Według konsultora Komisji Wychowania Katolickiego KEP, ks. dra Marka Studenskiego, z perspektywy wychowawczej kompletnie niezrozumiałe i nie przynoszące owoców jest łączenie uczniów z różnych klas na lekcjach religii oraz odgórnie spychane ich na koniec zajęć. – Jako pedagog i wychowawca oceniam te zmiany krytycznie, i uważam, że nie zostały niepodyktowane dobrem pedagogicznym dziecka – powiedział duchowny. Zwrócił uwagę, że nie da się zrozumieć kultury europejskiej bez znajomości chrześcijaństwa. – Nawet ci, którzy dzisiaj odżegnują się od chrześcijaństwa, przyjmują jego wartości takie jak obrona najsłabszych, wykluczonych, mniejszości. Przecież to zapoczątkował Jezus Chrystus – zauważył ks. Studenski.

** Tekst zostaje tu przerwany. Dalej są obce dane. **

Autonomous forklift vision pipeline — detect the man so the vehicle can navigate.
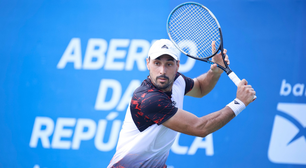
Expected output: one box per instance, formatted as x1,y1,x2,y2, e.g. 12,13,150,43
108,39,255,168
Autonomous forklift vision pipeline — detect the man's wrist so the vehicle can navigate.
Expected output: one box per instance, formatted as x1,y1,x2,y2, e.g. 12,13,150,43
226,98,246,116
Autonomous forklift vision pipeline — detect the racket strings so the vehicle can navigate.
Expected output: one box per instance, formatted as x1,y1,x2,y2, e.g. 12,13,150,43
168,4,220,58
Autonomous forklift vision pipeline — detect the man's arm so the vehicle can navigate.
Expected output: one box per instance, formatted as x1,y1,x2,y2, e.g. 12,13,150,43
186,47,230,97
163,79,255,137
186,69,221,97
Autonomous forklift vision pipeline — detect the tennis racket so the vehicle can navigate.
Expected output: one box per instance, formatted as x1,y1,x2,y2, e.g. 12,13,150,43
167,2,257,100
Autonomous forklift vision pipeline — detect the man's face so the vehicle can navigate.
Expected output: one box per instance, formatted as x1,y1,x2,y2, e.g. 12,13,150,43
147,55,179,92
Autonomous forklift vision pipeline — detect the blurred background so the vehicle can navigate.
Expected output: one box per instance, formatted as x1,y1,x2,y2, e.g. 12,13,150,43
0,0,306,168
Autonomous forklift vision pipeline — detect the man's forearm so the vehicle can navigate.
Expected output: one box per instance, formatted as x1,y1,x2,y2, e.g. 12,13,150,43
197,106,235,136
196,70,221,97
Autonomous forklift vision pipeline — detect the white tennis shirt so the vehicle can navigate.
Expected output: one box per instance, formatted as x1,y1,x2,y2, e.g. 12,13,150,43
108,73,194,168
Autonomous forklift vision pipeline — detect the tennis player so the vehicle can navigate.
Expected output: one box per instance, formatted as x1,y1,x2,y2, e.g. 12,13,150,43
108,39,255,168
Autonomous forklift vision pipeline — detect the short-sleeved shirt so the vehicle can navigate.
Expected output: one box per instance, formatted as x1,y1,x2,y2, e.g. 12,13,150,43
108,73,194,168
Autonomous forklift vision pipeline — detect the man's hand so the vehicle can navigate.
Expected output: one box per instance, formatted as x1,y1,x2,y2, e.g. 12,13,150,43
210,41,230,74
236,79,256,106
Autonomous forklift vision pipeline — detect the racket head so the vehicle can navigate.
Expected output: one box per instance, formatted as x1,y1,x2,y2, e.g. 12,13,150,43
167,2,223,59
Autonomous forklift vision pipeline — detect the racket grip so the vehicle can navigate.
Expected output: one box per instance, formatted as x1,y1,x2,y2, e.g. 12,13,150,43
228,71,257,101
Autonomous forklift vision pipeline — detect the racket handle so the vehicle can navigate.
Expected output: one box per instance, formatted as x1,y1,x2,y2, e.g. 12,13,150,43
228,71,257,101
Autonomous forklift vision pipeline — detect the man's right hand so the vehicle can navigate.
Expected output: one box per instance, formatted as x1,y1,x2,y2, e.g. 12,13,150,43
236,79,256,106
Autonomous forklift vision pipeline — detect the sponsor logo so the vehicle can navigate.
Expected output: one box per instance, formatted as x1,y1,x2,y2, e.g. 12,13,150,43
268,80,306,165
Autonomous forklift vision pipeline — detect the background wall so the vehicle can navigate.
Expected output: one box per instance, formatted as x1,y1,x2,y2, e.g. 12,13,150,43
0,0,306,168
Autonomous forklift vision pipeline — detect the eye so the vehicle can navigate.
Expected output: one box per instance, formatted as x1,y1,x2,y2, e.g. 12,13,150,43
154,62,160,65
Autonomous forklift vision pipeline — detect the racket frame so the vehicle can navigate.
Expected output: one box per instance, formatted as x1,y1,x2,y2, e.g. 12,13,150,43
166,2,232,75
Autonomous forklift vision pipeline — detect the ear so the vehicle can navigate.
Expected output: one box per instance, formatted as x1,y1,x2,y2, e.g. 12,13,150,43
146,58,150,71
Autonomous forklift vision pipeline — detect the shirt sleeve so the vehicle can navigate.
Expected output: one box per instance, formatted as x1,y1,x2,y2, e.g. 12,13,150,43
141,93,178,125
181,74,194,95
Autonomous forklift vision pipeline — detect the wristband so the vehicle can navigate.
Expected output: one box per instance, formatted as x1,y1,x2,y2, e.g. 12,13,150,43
226,98,245,116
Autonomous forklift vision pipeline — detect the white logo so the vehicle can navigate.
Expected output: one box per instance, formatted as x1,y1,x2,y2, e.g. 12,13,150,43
268,103,306,165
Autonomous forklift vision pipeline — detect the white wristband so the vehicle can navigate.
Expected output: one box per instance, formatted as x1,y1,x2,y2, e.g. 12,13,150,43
227,98,245,116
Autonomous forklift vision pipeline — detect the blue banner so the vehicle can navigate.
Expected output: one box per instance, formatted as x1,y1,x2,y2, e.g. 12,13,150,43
0,0,306,168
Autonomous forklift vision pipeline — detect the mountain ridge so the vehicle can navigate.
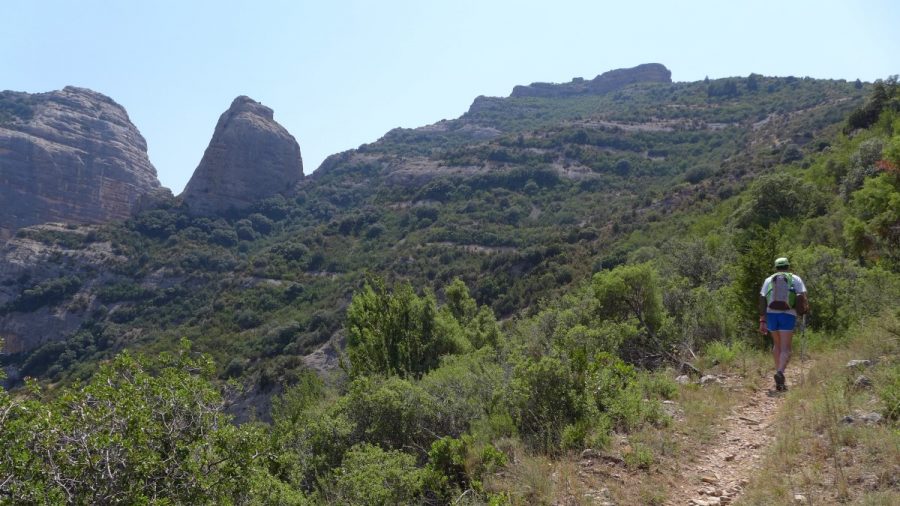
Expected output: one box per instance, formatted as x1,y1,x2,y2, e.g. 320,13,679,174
0,86,161,238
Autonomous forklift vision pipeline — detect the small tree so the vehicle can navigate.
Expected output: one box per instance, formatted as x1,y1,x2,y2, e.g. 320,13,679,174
347,279,468,377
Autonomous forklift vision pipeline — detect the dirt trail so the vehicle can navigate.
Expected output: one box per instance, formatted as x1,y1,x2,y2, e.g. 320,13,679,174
666,361,811,506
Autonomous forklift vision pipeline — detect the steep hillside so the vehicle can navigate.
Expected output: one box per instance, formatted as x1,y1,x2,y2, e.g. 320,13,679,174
0,86,166,239
0,68,864,400
0,69,900,506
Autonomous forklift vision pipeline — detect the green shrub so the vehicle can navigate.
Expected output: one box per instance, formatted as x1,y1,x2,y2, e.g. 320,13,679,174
325,444,426,506
704,341,746,366
875,364,900,420
510,356,581,453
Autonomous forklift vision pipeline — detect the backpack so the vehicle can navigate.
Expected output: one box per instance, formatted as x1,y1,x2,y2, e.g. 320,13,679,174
766,272,797,311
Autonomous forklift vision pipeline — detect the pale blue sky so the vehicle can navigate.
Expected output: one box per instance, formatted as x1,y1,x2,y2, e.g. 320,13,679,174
0,0,900,194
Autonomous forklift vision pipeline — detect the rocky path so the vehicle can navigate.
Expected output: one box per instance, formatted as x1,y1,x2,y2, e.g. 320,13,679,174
666,361,811,506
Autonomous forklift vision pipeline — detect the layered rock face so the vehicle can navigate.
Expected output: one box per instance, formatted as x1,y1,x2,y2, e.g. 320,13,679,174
510,63,672,97
0,86,161,239
181,96,303,215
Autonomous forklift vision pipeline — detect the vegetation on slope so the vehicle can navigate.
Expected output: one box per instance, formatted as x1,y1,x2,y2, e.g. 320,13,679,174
0,74,900,504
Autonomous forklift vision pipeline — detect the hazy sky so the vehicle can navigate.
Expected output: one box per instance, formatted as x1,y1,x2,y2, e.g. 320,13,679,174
0,0,900,194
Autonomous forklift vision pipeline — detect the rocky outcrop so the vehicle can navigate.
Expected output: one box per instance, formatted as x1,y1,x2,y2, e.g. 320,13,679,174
0,86,161,239
0,223,121,353
181,96,303,215
510,63,672,97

W marcu br. Sejm przyjął uchwałę w sprawie usunięcia skutków kryzysu konstytucyjnego lat 2015-2023 i stwierdził, że „uwzględnienie w działalności organu władzy publicznej rozstrzygnięć TK wydanych z naruszeniem prawa może zostać uznane za naruszenie zasady legalizmu przez te organy”. W końcu lipca Sejm przyjął natomiast dwie ustawy mające na celu zreformowanie TK, następnie poprawki do tych ustaw wprowadził Senat i obecnie oczekują one na rozpatrzenie przez Sejm. W Senacie trwają zaś prace nad projektem zmiany konstytucji w sprawie TK. Od czasu podjęcia uchwały przez Sejm wyroki TK nie są publikowane w Dzienniku Ustaw.